Sloan noted wind and solar received more than $4 billion in government subsidies in 2010, more than 100 times the amount for coal, natural gas, and nuclear. “Despite all the mandates, subsidies, tax breaks and loan guarantees, wind and solar accounted for barely 4 percent of total U.S. electrical generation in 2012,” he wrote.

His policy paper called for RPS to be based on voluntary goals, which he wrote are more economical and cost-efficient than ones relying on enforceable mandates. Nowhere in Sloan’s 23-page policy paper are environmental or public health concerns addressed. In fact, the only time these issues are vaguely mentioned are in this paragraph:

“The argument could be made that the benefits from renewable mandates still outweigh the cost — in terms of higher electricity prices, economic constriction, and market distortion — if they attain their goal in terms of the increased use of favored energy sources and the corresponding decrease in greenhouse emissions, pollution, and other ill effects. Here again, however, the data do not support proponents’ hopeful claims.”

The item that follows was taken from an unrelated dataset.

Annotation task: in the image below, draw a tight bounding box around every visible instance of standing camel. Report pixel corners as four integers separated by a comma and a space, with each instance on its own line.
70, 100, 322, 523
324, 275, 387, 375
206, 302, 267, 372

The bottom line, according to Sloan’s analysis, is that “enthusiasm in recent decades for using government policy to artificially support more costly energy sources such as wind and solar has not proved out. The only result has been to pick most Americans’ pockets to the advantage of a favored few. … Solutions to America’s future will only be achieved by taking a realistic look at the economics and interactions of our entire energy complex.”

Sloan, whom the Rhode Island Center for Freedom & Prosperity report refers to as an “expert,” also is the author of “Weapons of Mass Obstruction: How the Environmental Lobby Stymies Energy Production and Hurts America.”

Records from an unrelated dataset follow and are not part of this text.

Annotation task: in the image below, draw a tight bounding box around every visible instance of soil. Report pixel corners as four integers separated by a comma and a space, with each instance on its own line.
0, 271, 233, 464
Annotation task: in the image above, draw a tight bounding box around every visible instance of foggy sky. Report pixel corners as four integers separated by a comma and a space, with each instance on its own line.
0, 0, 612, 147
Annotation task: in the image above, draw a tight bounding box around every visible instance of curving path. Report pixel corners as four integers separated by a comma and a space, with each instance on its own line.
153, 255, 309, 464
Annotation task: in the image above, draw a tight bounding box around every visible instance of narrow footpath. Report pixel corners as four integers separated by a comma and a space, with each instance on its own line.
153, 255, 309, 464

In this 15-page policy paper, Sloan wrote, “The militant environmental lobby has developed a remarkably successful playbook for using legal strategies to deny, delay, and deter energy production on public lands.”

Sloan wrote, “Energy is central to the life of any community, nation, or civilization. It is in many ways the provenance of a nation’s wealth, and a key determinant of that nation’s standard of living. Virtually no segment of the economy is unaffected, to one extent or another, by energy and ease of access to it. We rely on energy to produce food, manufacture goods, transport people and cargoes, provide our means of communication, light our cities, and heat our homes.”

In neither of those two policy papers does the energy and environment fellow mention the importance of protecting the air we breathe, the water we drink, or the soil that grows our food. Public health impacts associated with energy production are ignored. In the quest for U.S. energy independence, the “expert” cited by the Rhode Island Center for Freedom & Prosperity report that promotes the need for open and honest debate, fixates on protecting corporate interests, at least those of the fossil fuel industry.

For U.S. energy policy to adequately reflect the challenges of a changing world and climate, the conversation can’t be held at the children’s table, in a boardroom, or tied to a tree.